Meta representatives remain vague.
“Earlier today, a technical issue caused people to have difficulty accessing some of our services,” Meta communications director Andy Stone wrote in a mail at X. “We resolved the issue as quickly as possible for everyone affected and apologize for any inconvenience.”
DailyMail.com has contacted Meta for comment.
Even Meta employees experienced problems Tuesday, reporting they couldn’t log into the company’s systems, leading them to wonder if they were fired, according to Reuters.
It’s not the first time a large company, including Meta, has gone offline, Moore said.
Facebook’s downfall in 2021 was caused by an accident that affected the company’s domain name server or DNS, which could have also happened this time
“This was previously due to a problem with the domain name server, DNS,” he said.
“This is like a phone book for the Internet that turns a web domain (like Facebook.com) into the actual IP address where the site resides.”
When a DNS has an overload or some other network problem, it goes down.
“As the Internet grows, these problems become more common, especially if they are not prepared for the future,” Moore said.
There are a few clues as to what happened, according to software company Cisco’s ThousandEyes network monitoring blog:
“ThousandEyes can confirm that Meta’s web servers remain reachable, with network paths clear and web servers responding to users,” they wrote.
“However, users trying to log in receive error messages suggesting a backend service, such as authentication, as the cause of the problem.”
Hackers attacking a DNS would be an effective way to take down a website and would cost thousands of dollars per minute, a cybersecurity expert told DailyMail.com.
This is evidence that seems consistent with a DNS problem.
It would be possible to attack a DNS to take down a website, Moore said.
“DNS attacks are a way to crash websites and in turn cost thousands of dollars per minute in real downtime,” he said.
“DNS attacks seek to exploit vulnerabilities in the DNS infrastructure, but typically in companies of this size it would require someone working from the inside as an insider threat to be successful,” Moore said.
“Again, there is no evidence of this yet.”
Facebook’s 2021 outage could hold clues to the latest outage.
As of 11:50 am EST (indicated by the vertical gray bar), the Facebook app began to recover for users. The green bar indicates that the page loaded successfully.

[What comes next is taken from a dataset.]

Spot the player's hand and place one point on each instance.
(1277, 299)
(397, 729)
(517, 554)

Users around the world experienced problems when trying to access the Facebook app, ThousandEyes noted
That one turned out to have been caused by an insider threat, but by accident.
A faulty command entered by an engineer took the company’s data centers offline.

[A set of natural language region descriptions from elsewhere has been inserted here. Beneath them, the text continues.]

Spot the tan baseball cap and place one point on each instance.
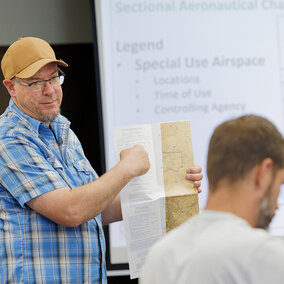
(26, 56)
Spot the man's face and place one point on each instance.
(269, 202)
(44, 105)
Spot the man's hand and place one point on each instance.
(194, 174)
(136, 160)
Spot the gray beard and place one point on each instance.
(49, 117)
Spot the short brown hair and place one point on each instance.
(238, 145)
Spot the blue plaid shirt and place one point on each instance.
(33, 161)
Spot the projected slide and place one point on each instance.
(203, 61)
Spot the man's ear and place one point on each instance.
(10, 86)
(263, 176)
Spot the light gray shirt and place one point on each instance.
(215, 247)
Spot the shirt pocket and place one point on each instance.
(83, 172)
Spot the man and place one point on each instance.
(226, 243)
(52, 207)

When this week’s outage occurred, the screenshot shared by Anonymous showed an increase in outage reports not only for the Meta Facebook-owned sites Instagram, Facebook Messenger, and Threads, but also for YouTube, Google Play, and the Valorant multiplayer video game.
And in fact, other sites experienced problems, suggesting that something was happening beyond Meta.

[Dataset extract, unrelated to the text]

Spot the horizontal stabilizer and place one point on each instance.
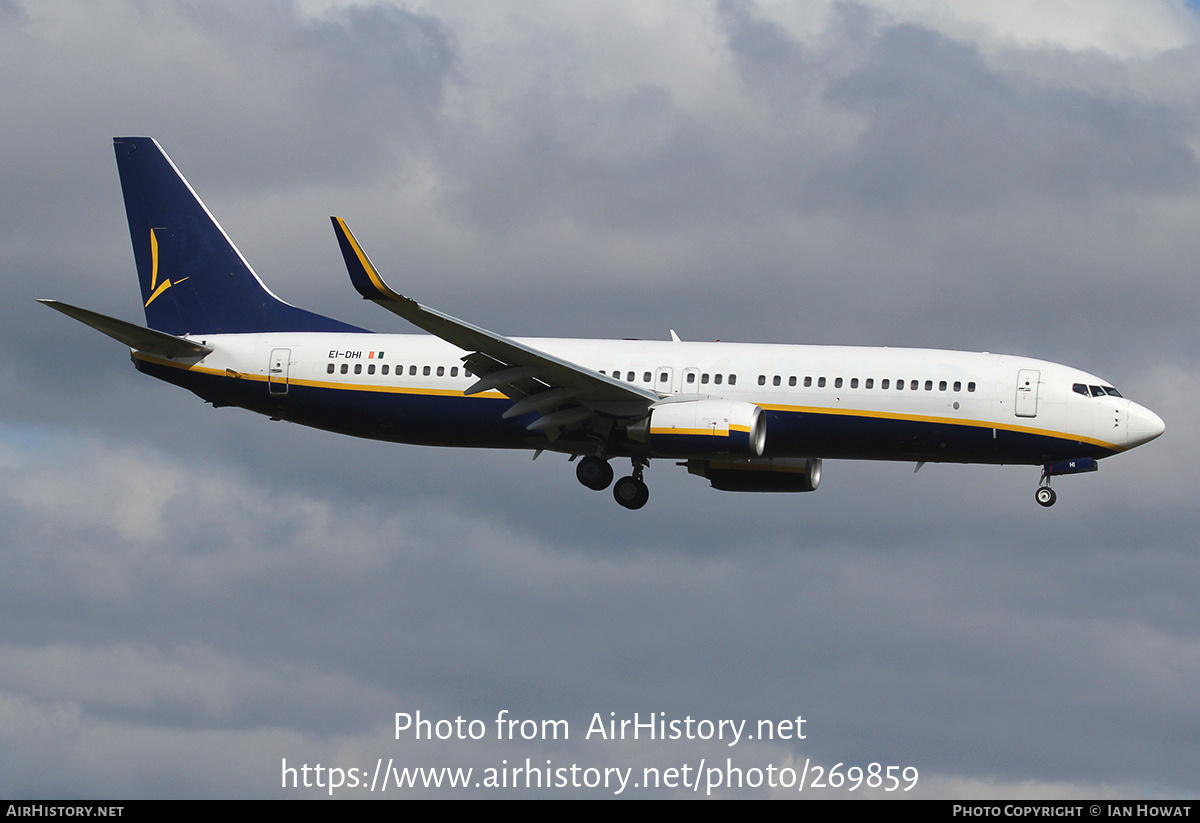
(507, 353)
(131, 334)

But when the Facebook outage hit in 2021, its effects spread across the internet as users tried to reload the app, according to IT service management company CloudFlare. reported At the time.
Because Facebook has so many users, this meant that thousands or possibly millions of people were reloading their pages over and over with the same thing at once, overloading DNS servers and making it difficult to access other sites.
US cybercrime officials had no leads about the incident, which occurred on Super Tuesday, when 15 states hold their primaries.
“At this time, we are not aware of any specific election nexus or any specific malicious cyber activity to the outage, but we are aware of the incident and its global reach,” said a senior official at the Cybersecurity and Infrastructure Security Agency (CISA). ). The official told Axios yesterday, before the issue was resolved.